The Seventh and Tenth Commandments
“The Seventh Commandment prescribes the practice of justice and charity in the administration of the goods of the earth and of the fruits of the work of men” (2451), reads the Catechism’s summary related to this law of God. Operative language throughout are expressions like: the common good, human dignity, fundamental needs, human solidarity – in short, terminology from the Church’s social encyclicals, but especially the thought of Pope John Paul II. While clearly and strongly supporting the right to private property, the text reminds us that that right is not absolute, for the earth was originally given “to the whole of humanity.” Hence, “the universal destination of these goods remains fundamental” (2403); this requires of public authority the regulation of “the legitimate exercise of the right to property” (2406).
As we look at how people should approach temporal goods, Christians will be guided by “the practice of the virtue of temperance, to moderate the attachment to worldly goods,” as well as justice and solidarity. Theft is a clear violation of the Seventh Commandment and of justice; it is defined as “the usurpation of the goods of another against the reasonable will of the owner.” However, it is not a question of theft if the consent of the owner is presumed or “if the refusal is contrary to reason and the universal destination of goods.”
In other words, basic human needs (like food, shelter and clothing) supersede one’s right to private property. Other sins against justice include: deliberate retention of lost or stolen goods; fraud in commerce; paying unjust wages; price-fixing. Similarly, one is obliged to honor promises and contracts and to pay one’s debts. When injustice has been done, reparation must be made.
“Games of chance or betting are not in themselves contrary to justice. They become morally unacceptable when they deprive the person of what is necessary to provide for his needs and those of others” (2413). Again, one can see Catholic moderation here – no unnecessary blanket condemnations but a call to use right judgment or prudence, with a proper sense of priorities.
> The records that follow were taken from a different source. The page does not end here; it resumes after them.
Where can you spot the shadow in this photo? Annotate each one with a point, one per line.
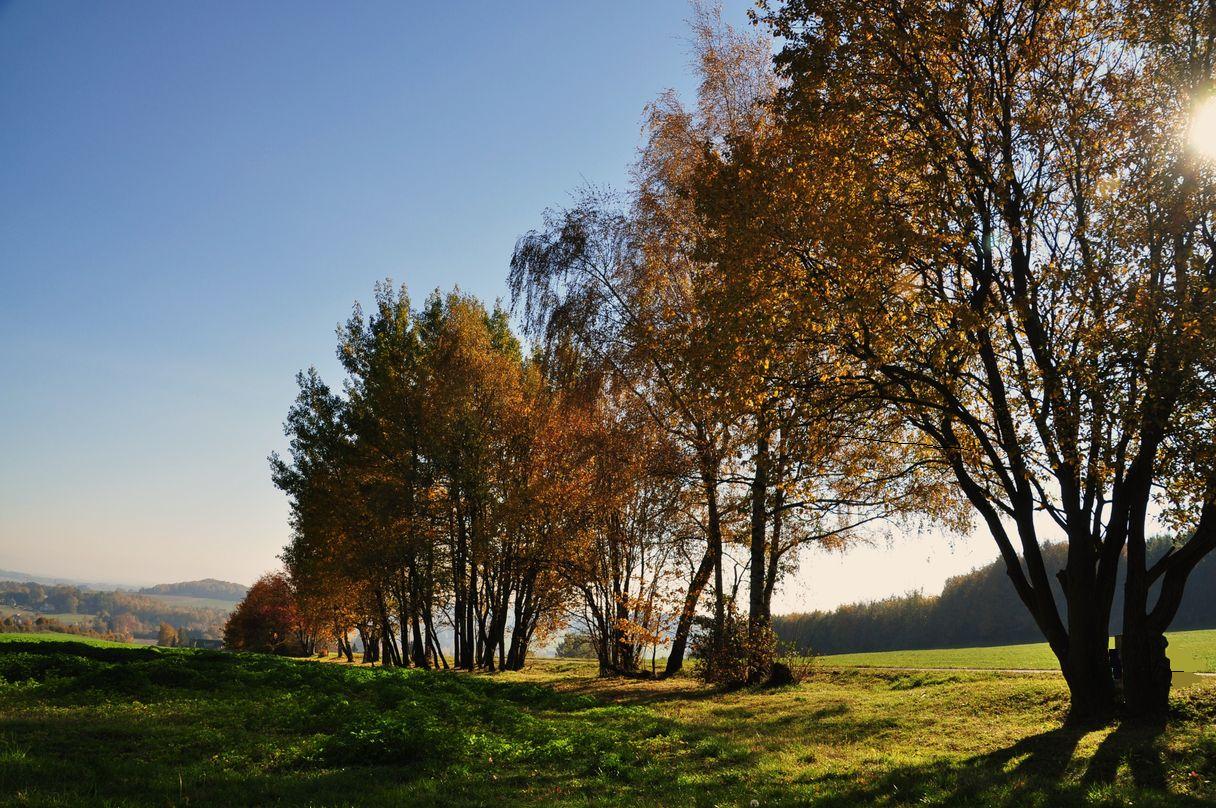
(1135, 744)
(1035, 770)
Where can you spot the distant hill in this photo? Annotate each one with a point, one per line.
(978, 609)
(50, 581)
(204, 588)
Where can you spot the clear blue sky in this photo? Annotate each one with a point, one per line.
(193, 195)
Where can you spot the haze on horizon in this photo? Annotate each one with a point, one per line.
(190, 207)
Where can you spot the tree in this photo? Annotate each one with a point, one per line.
(266, 619)
(167, 637)
(991, 218)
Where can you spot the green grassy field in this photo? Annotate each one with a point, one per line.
(1193, 651)
(82, 724)
(58, 637)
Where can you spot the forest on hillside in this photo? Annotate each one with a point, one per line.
(120, 615)
(977, 609)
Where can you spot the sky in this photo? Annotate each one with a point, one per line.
(193, 195)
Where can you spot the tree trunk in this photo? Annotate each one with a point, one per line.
(680, 641)
(756, 616)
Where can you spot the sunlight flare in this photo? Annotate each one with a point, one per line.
(1203, 128)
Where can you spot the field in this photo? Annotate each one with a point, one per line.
(141, 727)
(1193, 651)
(57, 637)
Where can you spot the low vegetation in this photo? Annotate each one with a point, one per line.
(175, 727)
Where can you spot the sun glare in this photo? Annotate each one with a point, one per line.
(1203, 128)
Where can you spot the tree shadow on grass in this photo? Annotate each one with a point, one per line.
(1032, 772)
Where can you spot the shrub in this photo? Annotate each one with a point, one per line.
(732, 655)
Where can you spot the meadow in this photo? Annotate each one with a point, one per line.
(1192, 651)
(141, 727)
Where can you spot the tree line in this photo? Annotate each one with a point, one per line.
(978, 609)
(111, 613)
(945, 261)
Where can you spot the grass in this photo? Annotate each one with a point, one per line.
(1193, 651)
(141, 727)
(58, 637)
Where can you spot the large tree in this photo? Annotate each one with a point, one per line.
(990, 215)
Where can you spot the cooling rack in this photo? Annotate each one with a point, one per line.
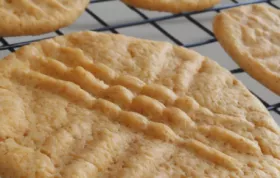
(155, 22)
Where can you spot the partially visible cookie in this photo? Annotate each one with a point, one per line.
(251, 35)
(26, 17)
(89, 105)
(174, 6)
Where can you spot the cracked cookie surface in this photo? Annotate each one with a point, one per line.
(174, 6)
(101, 105)
(34, 17)
(250, 34)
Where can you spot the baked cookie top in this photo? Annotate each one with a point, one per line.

Slavery is proscribed because treating people like merchandise is a denial of their personal dignity.
Also obligatory is what “political correctness” today might label “an ecological sense.” Although the Catechism notes that man was given dominion over all creation, it also reminds us that this is not absolute: “It is measured by the care for the quality of life of the neighbor and takes into account coming generations; it demands a religious respect for the integrity of creation” (2415). A tender love for animals is counselled, relying on the example of saints like Francis of Assisi or Philip Neri; but this is not lop-sided, for it also acknowledges the right to use animals for food and clothing, as well as for medical experimentation to benefit man – albeit not to cause them useless suffering. At the same time, the Catechism chastises those who spend inordinate amounts of money on animals, resources that could be better used to alleviate human misery.
In treating the social doctrine of the Church, the text holds that any system completely determined by economic considerations “is contrary to the nature of the human person and his acts” and is thus unacceptable; for such reasons, the Church, it says, has rejected theories and systems like communism and socialism, but has also uttered strong cautions in regard to capitalism, always keeping in view “a just hierarchy of values and. . . the common good” (2425). Human work, à la John Paul II, is seen as proceeding from the dignity of one created in the image and likeness of the Creator-God; it also unites one with Christ’s own redemptive work. Reminiscent of St. José-Maria Escrivá, the text teaches that “work can be a means of sanctification and an animation of earthly realities with the Spirit of Christ” (2427).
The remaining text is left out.